Copper Fouling Kills Rifle Accuracy

This came up a couple of posts ago, so even though I covered the subject a couple of years back, … Continued

This came up a couple of posts ago, so even though I covered the subject a couple of years back, it’s worth taking another look. One blogger stated that “some copper in a bore is OK,” or words to that effect. Well, as Jules said in Pulp Fiction, allow me to retort.

Rifle barrels must have two characteristics if they’re to shoot accurately. The bore must be dead straight and centered*, and the rifling grooves, which can be anywhere from .002 to .006 deep, can’t vary in depth. If you watch a barrel maker lapping a barrel, one of the things he’s doing with that lead slug on the end of a steel rod is feeling for loose spots and tight spots and eliminating them.

So, think a minute about what a nice blob or a thick streak of copper, or copper alloy, does to that uniform barrel. There it sits, creating a tight spot, and a non-symmetrical tight spot at that, collecting even more copper every time the rifle is fired.

And it’s not done there. Copper, smeared on steel, can corrode the steel if there’s moisture present. This creates pits, which do a superior job of gouging jackets as bullets pass over them. Very often, a copper-fouled barrel will shoot OK until it’s cleaned, and then it won’t shoot worth a damn. The copper has covered up the pits, and when it’s removed, the bore looks like the surface of the moon.

The problem with allowing “some” copper in the bore is, how much is “some”? You can go on for a while living with your copper-plated bore, but sooner or later will come the day when your rifle sprays slugs all over the place, and then I can promise you that one hell of a job awaits you getting the copper out.

Shooter’s Choice powder solvent works, but it’s slow, and it stinks.

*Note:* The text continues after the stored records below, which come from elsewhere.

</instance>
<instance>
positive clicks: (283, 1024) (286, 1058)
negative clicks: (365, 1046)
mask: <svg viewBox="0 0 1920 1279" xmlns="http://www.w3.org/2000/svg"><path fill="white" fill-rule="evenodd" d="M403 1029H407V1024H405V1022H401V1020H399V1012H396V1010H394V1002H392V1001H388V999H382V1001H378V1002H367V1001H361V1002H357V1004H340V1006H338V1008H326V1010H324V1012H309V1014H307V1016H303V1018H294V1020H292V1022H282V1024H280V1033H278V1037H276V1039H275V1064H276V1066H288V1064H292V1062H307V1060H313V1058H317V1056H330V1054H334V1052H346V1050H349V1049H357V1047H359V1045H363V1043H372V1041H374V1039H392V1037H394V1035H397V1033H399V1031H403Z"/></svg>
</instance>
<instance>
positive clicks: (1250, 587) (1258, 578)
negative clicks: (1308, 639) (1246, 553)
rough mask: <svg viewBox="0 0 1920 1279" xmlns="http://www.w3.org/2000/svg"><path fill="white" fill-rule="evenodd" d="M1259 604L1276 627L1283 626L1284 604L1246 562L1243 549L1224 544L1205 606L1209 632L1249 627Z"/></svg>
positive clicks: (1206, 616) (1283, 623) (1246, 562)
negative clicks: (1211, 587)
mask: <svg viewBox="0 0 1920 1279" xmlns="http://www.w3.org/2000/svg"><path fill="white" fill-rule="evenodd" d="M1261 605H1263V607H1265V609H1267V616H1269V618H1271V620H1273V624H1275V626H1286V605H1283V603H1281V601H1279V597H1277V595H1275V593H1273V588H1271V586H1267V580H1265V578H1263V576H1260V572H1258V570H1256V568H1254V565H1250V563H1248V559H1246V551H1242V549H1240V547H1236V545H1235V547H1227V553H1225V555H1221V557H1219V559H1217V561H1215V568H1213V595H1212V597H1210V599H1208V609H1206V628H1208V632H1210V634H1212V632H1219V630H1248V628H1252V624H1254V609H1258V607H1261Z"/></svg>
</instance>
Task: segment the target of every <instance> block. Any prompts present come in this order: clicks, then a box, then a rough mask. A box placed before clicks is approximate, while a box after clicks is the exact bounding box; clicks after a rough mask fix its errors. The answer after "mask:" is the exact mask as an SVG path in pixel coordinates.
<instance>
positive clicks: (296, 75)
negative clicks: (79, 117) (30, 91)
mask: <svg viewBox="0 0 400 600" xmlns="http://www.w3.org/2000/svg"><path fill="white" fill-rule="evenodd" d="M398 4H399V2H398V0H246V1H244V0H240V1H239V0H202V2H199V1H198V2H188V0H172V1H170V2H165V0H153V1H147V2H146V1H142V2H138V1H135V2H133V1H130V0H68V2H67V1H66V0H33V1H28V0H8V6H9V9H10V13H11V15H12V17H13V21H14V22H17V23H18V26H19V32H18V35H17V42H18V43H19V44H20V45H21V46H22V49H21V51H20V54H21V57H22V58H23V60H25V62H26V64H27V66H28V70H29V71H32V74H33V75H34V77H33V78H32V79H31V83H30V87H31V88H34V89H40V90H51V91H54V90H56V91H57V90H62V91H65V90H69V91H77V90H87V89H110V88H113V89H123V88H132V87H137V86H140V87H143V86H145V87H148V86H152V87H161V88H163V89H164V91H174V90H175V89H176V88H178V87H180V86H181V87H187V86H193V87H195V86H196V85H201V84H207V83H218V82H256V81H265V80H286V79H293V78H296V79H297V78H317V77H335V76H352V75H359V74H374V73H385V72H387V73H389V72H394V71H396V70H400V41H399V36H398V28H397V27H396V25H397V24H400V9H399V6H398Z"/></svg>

Hoppes Bench Rest 9 also works, also slowly, and it really reeks– a sweet-sickly smell. Sweet’s 7.62 and Barnes CR-10 are both strong ammonia solutions that are faster-acting, but you must not leave them in the bore for longer than they tell you—15 minutes or thereabouts. I don’t use them because I’m afraid I’ll wander off and come back to find my bore nicely pitted. This is a criticism of me, not of them. Also, they stink of ammonia.

The only thing that I use now is J-B Bore Compound. It’s messy and it requires gobs and gobs of cleaning-rod time. In fact, you can develop very impressive deltoid muscles in one shoulder over the years.

No copper is my rule. Just to see if I was some kind of crazed anti-copper freak, I asked Jeff Sipe, who heads up Montana Rifle Barrel Company how much copper can be left in the bore. His reply was: “None is the answer. Copper is a soft metal, and it attracts other soft metal. So the worse your copper fouling is, the more quickly it’s going to get even worse than that. I scrub until I get a clean patch. Otherwise what’s the sense of putting in the time to clean the barrel?”

And the only way you’ll know for sure if you’re done is if you have a borescope. The best I know of are the Hawkeye scopes made by Gradient Lens Corp. Most models cost about as much as a good rifle, but they’re absolutely invaluable. Lyman now makes a borescope with a monitor, no less, that sells for only $200 and change, but I’ve never used it and cannot pronounce upon it. Looking down a rifle barrel with the naked eye is about a productive as wandering down a coal-mine shaft with no light on your helmet.

*Warren Page told me that one of the most accurate .30/06s he ever shot was a Husqvarna whose bore had been drilled diagonally through the barrel blank. He didn’t understand why this should be and neither do I.